This finding validates the model’s ability to propose novel, biologically plausible domain combinations that can be functionally expressed in a heterologous host.
Discussion
This study demonstrates that our transformer-based model can effectively learn and predict BGC patterns by treating functional domains as linguistic units. This approach provides both conceptual insights into BGC organization and practical tools for natural product discovery. Notably, divergent prediction patterns between the BGC-trained and genome-trained models suggest that broader training contexts may reveal alternative or previously unexplored biosynthetic trajectories, as exemplified in the analysis of cyclooctatin BGC.

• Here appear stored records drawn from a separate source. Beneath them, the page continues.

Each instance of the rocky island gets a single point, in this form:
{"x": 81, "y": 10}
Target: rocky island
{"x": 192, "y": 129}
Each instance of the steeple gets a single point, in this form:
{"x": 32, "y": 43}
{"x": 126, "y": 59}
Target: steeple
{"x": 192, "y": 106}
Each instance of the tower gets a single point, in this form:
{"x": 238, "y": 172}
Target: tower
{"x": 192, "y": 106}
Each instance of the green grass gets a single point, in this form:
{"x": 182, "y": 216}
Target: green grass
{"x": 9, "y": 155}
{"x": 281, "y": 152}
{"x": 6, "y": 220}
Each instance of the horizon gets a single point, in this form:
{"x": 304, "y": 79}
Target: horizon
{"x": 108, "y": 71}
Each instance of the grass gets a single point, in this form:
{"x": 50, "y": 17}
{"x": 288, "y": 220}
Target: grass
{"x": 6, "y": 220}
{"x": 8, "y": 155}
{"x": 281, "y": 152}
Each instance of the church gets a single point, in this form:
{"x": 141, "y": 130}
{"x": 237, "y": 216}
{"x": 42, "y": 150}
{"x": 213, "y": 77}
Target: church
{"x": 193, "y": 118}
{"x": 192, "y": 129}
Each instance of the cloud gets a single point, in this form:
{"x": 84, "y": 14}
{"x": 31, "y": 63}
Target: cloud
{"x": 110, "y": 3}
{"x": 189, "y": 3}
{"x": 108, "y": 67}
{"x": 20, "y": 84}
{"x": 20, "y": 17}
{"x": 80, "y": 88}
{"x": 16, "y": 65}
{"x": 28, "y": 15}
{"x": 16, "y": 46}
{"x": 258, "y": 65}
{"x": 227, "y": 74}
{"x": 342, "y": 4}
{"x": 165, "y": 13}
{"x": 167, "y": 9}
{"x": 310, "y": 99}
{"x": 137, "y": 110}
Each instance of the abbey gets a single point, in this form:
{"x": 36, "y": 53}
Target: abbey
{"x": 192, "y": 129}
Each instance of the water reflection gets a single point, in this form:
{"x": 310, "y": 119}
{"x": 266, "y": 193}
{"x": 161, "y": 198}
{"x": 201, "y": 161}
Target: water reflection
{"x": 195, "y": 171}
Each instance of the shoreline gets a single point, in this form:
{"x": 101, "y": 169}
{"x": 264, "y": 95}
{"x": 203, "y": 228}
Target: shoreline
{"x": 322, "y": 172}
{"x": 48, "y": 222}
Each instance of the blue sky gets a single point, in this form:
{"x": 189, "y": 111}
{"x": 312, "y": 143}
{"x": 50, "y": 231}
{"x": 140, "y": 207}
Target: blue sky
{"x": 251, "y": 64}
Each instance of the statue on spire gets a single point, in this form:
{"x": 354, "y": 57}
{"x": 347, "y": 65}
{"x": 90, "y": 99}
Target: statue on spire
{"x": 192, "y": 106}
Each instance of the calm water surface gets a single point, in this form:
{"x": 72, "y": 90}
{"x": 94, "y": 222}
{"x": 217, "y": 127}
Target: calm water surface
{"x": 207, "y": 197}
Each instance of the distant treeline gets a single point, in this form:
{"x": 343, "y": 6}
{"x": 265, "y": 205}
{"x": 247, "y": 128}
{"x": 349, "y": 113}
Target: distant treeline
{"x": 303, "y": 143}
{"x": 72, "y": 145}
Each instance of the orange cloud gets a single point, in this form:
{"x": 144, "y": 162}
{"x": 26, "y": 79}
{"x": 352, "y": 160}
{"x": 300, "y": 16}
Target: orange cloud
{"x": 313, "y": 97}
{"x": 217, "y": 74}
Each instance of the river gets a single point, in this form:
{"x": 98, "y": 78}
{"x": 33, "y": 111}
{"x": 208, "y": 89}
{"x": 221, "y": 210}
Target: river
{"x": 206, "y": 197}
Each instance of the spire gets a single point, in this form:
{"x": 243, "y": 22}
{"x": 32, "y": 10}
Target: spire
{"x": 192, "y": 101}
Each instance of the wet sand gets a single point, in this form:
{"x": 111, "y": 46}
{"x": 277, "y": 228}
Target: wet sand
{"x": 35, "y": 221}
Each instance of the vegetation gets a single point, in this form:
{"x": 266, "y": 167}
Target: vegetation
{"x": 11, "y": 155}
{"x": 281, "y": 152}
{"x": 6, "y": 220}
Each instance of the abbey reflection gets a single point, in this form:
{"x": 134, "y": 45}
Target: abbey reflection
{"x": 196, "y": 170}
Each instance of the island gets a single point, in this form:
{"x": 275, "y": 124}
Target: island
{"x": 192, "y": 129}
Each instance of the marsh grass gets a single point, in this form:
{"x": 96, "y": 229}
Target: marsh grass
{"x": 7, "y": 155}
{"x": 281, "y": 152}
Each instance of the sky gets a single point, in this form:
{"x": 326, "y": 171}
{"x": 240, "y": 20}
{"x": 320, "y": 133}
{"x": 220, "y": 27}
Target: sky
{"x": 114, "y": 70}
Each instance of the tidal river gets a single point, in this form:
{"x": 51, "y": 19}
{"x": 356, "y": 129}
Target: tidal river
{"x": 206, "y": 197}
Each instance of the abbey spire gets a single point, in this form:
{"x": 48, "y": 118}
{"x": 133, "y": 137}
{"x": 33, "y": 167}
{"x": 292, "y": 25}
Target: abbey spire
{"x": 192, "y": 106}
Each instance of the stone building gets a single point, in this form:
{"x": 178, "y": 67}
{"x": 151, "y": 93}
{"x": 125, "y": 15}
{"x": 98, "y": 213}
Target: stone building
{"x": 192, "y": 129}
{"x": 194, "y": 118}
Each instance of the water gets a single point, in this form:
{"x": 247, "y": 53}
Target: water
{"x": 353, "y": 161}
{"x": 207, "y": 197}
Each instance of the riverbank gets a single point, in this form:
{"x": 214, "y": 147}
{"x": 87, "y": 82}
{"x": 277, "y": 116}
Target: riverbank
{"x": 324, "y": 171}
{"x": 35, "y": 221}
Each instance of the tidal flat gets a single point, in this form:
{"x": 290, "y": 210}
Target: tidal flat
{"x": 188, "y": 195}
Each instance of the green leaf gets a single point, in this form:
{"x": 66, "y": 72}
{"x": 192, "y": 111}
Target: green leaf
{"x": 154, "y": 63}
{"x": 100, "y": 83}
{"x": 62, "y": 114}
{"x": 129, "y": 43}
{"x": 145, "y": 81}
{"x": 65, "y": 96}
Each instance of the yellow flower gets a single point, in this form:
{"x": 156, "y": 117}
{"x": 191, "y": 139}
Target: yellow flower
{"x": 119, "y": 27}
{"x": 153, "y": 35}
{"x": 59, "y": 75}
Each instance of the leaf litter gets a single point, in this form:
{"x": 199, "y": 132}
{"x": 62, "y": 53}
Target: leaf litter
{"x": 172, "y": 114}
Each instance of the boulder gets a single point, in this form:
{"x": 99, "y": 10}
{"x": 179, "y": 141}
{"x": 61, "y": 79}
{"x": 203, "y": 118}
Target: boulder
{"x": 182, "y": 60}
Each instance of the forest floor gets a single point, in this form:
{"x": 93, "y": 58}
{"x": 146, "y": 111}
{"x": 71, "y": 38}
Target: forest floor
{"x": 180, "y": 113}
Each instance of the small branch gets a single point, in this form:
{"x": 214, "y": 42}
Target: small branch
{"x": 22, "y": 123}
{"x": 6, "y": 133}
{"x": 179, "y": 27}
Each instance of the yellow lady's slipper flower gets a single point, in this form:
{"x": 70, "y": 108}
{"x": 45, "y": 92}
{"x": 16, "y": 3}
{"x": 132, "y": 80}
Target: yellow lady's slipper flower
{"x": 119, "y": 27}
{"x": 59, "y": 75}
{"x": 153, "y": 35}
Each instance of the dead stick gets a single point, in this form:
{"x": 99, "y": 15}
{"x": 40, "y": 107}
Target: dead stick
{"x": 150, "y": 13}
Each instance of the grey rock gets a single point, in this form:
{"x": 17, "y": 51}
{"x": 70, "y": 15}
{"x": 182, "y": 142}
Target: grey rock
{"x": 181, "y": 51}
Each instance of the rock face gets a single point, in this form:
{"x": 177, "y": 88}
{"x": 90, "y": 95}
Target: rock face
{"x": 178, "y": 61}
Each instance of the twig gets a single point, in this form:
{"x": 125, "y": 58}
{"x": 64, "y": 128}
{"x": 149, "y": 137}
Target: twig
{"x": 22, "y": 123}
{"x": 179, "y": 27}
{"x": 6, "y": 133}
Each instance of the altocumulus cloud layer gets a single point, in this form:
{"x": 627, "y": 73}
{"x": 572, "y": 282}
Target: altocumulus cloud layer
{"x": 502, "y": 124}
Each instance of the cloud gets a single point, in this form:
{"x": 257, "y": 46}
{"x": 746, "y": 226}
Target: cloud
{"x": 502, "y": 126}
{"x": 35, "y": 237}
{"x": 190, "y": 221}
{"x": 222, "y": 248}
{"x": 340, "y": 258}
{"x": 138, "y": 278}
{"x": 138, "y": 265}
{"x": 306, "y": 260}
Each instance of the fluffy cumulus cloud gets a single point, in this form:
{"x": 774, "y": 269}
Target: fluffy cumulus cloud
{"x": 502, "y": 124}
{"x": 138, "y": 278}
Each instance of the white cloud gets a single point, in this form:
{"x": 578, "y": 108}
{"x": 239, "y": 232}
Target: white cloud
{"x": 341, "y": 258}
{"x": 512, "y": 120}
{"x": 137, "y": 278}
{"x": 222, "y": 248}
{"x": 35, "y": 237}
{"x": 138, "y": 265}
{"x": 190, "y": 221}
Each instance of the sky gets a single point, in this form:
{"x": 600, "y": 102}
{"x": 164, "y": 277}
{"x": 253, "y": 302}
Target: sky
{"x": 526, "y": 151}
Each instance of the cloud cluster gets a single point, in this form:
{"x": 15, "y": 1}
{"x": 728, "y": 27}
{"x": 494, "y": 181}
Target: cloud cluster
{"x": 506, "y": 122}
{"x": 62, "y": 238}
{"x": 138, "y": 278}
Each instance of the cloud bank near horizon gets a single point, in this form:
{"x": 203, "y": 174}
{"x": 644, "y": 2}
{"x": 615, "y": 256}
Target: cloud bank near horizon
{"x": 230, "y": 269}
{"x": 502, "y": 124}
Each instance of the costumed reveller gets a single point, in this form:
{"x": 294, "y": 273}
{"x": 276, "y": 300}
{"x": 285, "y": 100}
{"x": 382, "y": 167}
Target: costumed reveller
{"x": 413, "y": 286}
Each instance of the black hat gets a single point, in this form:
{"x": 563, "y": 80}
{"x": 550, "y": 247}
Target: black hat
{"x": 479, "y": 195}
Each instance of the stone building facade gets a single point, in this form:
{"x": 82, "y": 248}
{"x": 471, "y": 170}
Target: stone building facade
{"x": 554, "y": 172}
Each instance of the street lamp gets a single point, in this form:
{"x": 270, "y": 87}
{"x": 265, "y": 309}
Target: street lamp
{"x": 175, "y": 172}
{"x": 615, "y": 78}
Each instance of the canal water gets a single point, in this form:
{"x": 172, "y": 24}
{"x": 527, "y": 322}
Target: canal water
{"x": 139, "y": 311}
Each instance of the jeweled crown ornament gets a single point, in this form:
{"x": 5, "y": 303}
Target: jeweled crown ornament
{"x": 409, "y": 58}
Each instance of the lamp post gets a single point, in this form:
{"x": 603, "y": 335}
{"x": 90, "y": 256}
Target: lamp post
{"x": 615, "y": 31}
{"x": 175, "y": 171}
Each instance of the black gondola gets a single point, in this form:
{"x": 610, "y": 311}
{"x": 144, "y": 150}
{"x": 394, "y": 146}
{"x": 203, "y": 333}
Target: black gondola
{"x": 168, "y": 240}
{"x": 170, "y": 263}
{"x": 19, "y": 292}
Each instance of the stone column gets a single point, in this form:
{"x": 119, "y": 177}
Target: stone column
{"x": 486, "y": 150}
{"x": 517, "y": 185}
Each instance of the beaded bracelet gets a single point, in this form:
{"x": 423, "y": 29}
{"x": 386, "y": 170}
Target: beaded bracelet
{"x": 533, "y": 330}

We experimentally validated a model-predicted domain combination through heterologous co-expression of the FAD_binding_3 gene with cyclooctatin biosynthetic genes. The FAD_binding_3 domain is found in various enzymes, typically monooxygenases and hydroxylases, where it binds and utilizes flavin adenine dinucleotide as a redox cofactor. Although detected in trace amounts, a putative isomer of cyclooctat-9-ene-5,7-diol was specifically observed in transformants co-expressing CotB1-B2, CotB1-B3, or CotB1-B4 with the FAD_binding_3 protein (Figs 12B and B in S1 Data). This observation aligns with the model’s prediction that such domain combination could lead to the production of unknown metabolites. While structural elucidation of the unknown isomer remains necessary, this form of metabolomic validation offers critical feedback for iterative model refinement.
Compared to existing tools such as antiSMASH, which rely on known BGC patterns, our model learns from both BGC and non-BGC genomic regions and can propose novel domain combinations. The use of a transformer architecture enables the capture of long-distance dependencies among domains, which is crucial for understanding cluster organization. These strengths are reflected in the models’ high prediction accuracy and its ability to propose biologically plausible, previously uncharacterized domain assemblies.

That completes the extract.